Beinahe zwanghaft zählte Tordred im Kopf die Namen der Clans auf. Der Sonnenhornclan. Der Feuerhufclan. Der Krallenhufclan. Er blieb vor den Leichnamen dreier Einhörner stehen, deren Schädel so schlimm zertrümmert waren, dass sie nur noch anhand ihrer silbernen Stachelrüstungen als Einhörner zu erkennen waren.

Rüstungen, die genau wie die aussahen, die Tordred getragen hatte, als Sam ihm zum ersten Mal begegnet war.

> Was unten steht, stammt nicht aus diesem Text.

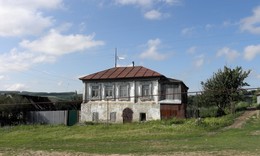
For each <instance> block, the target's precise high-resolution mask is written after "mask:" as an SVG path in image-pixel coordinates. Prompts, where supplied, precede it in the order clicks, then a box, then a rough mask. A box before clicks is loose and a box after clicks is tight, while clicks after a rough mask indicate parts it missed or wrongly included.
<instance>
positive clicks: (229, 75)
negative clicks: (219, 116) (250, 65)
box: [201, 66, 251, 116]
mask: <svg viewBox="0 0 260 156" xmlns="http://www.w3.org/2000/svg"><path fill="white" fill-rule="evenodd" d="M250 72H251V71H250V70H248V71H243V69H242V67H236V68H235V69H231V68H228V67H226V66H225V67H224V70H221V69H219V70H218V72H217V73H214V74H213V76H212V77H211V78H209V79H207V80H206V81H205V82H201V84H202V89H203V94H202V99H203V102H204V103H206V104H207V105H208V106H212V105H215V106H217V107H218V112H217V116H222V115H224V114H225V111H224V110H225V109H226V108H230V110H231V112H232V113H233V112H234V110H235V106H234V101H237V100H239V99H240V98H242V96H241V94H242V92H243V90H242V87H244V86H249V84H248V83H246V82H244V81H245V79H246V78H247V77H248V75H249V74H250ZM203 105H205V104H203Z"/></svg>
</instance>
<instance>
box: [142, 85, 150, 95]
mask: <svg viewBox="0 0 260 156" xmlns="http://www.w3.org/2000/svg"><path fill="white" fill-rule="evenodd" d="M149 95H150V87H149V85H143V86H142V96H149Z"/></svg>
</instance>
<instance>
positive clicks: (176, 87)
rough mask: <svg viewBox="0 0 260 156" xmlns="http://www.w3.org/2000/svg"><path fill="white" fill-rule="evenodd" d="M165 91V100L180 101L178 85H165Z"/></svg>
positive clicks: (179, 95) (178, 86) (180, 95)
mask: <svg viewBox="0 0 260 156" xmlns="http://www.w3.org/2000/svg"><path fill="white" fill-rule="evenodd" d="M165 91H166V95H165V97H166V99H169V100H174V99H181V94H180V92H179V86H178V85H173V84H169V85H165Z"/></svg>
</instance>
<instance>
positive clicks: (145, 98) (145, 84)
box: [140, 82, 153, 101]
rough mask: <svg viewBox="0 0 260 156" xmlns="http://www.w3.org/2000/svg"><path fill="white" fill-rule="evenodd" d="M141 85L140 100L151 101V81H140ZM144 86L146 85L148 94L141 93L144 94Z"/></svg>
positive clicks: (145, 85) (152, 85) (151, 97)
mask: <svg viewBox="0 0 260 156" xmlns="http://www.w3.org/2000/svg"><path fill="white" fill-rule="evenodd" d="M140 86H141V90H140V94H141V97H140V98H141V100H142V101H151V100H152V99H153V95H152V90H153V85H152V82H142V83H141V84H140ZM144 86H148V95H143V94H144V90H143V89H144Z"/></svg>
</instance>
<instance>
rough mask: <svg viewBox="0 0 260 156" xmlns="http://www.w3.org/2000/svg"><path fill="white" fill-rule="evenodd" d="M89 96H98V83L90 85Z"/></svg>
mask: <svg viewBox="0 0 260 156" xmlns="http://www.w3.org/2000/svg"><path fill="white" fill-rule="evenodd" d="M91 98H92V99H99V98H100V86H99V85H93V86H91Z"/></svg>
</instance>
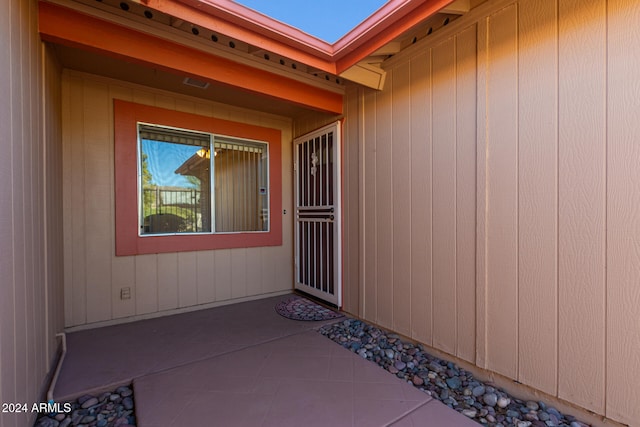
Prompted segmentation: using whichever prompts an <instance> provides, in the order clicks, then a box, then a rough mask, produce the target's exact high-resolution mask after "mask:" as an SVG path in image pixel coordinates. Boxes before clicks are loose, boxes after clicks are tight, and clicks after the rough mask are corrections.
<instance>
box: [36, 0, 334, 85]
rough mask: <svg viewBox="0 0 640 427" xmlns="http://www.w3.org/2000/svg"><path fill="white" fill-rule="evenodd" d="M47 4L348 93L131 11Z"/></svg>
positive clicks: (105, 8)
mask: <svg viewBox="0 0 640 427" xmlns="http://www.w3.org/2000/svg"><path fill="white" fill-rule="evenodd" d="M41 1H43V2H47V3H52V4H55V5H58V6H61V7H65V8H67V9H72V10H75V11H76V12H79V13H81V14H84V15H89V16H92V17H94V18H97V19H99V20H102V21H107V22H110V23H112V24H116V25H119V26H122V27H126V28H130V29H133V30H136V31H139V32H142V33H145V34H150V35H152V36H155V37H157V38H161V39H168V40H170V41H173V42H175V43H178V44H182V45H184V46H188V47H193V48H195V49H198V50H201V51H203V52H205V53H208V54H211V55H215V56H220V57H223V58H226V59H230V60H232V61H235V62H239V63H241V64H245V65H248V66H250V67H254V68H258V69H261V70H264V71H267V72H271V73H275V74H279V75H286V76H287V77H288V78H290V79H294V80H298V81H300V82H302V83H306V84H310V85H312V86H316V87H319V88H321V89H325V90H330V91H333V92H336V93H340V94H344V87H340V86H338V85H335V84H333V82H331V81H327V80H325V79H319V78H318V77H317V76H313V75H311V74H309V73H306V72H302V71H301V72H295V71H293V70H291V69H289V68H284V67H283V66H282V65H276V63H274V62H270V61H265V60H264V58H262V57H258V56H255V55H252V54H250V53H244V52H237V51H236V50H235V49H230V48H226V46H220V45H219V44H218V43H211V42H210V41H209V40H208V39H206V38H199V37H194V36H193V34H192V33H191V32H188V33H187V32H185V31H183V30H180V29H177V28H173V27H172V26H168V25H166V24H161V23H157V22H154V20H150V19H148V18H145V17H141V16H137V15H132V14H129V13H128V12H124V11H123V12H120V11H115V12H114V11H113V10H109V8H108V7H105V6H103V3H102V2H95V3H94V4H91V5H88V4H85V3H79V2H76V1H75V0H41Z"/></svg>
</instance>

»Und der Eisenhornclan«, flüsterte Sam tonlos. Tröstend legte er eine Hand auf Tordreds Hals. Obwohl Tordred wegen ihres Bandes von den Einhörnern verstoßen worden war, spürte Sam, wie sein Freund von einer überwältigenden Trauer erfasst wurde, die im selben Moment auch von ihm Besitz ergriff. Nur mit Mühe gelang es ihm, die Tränen zurückzuhalten.

»So viele Clans«, murmelte Tordred. »Einfach ausgelöscht.«

»Wir sollten weitergehen«, sagte Lara leise, »bevor uns diejenigen, die hierfür verantwortlich sind, auch noch finden.« Ihr Tonfall war sanfter als sonst. Selbst sie ließ der gepeinigte Ausdruck in Tordreds Gesicht nicht unberührt.

Tordred schnaubte zustimmend und sie setzten ihren Weg über das Leichenfeld fort. Nach einer Weile kamen sie in ein unberührtes Waldstück und für eine kurze Zeit konnte Sam sich beinahe einbilden, dass sie bloß einen ganz normalen Waldspaziergang machten – wenngleich schweigend, höchst angespannt und ohne den geringsten Hinweis auf andere lebende Wesen weit und breit. Das warme Licht der Nachmittagssonne sickerte durchs Blätterdach und zeichnete filigrane Muster auf den Boden, als gäbe auch sie sich die größte Mühe, so zu tun, als sei alles in Ordnung.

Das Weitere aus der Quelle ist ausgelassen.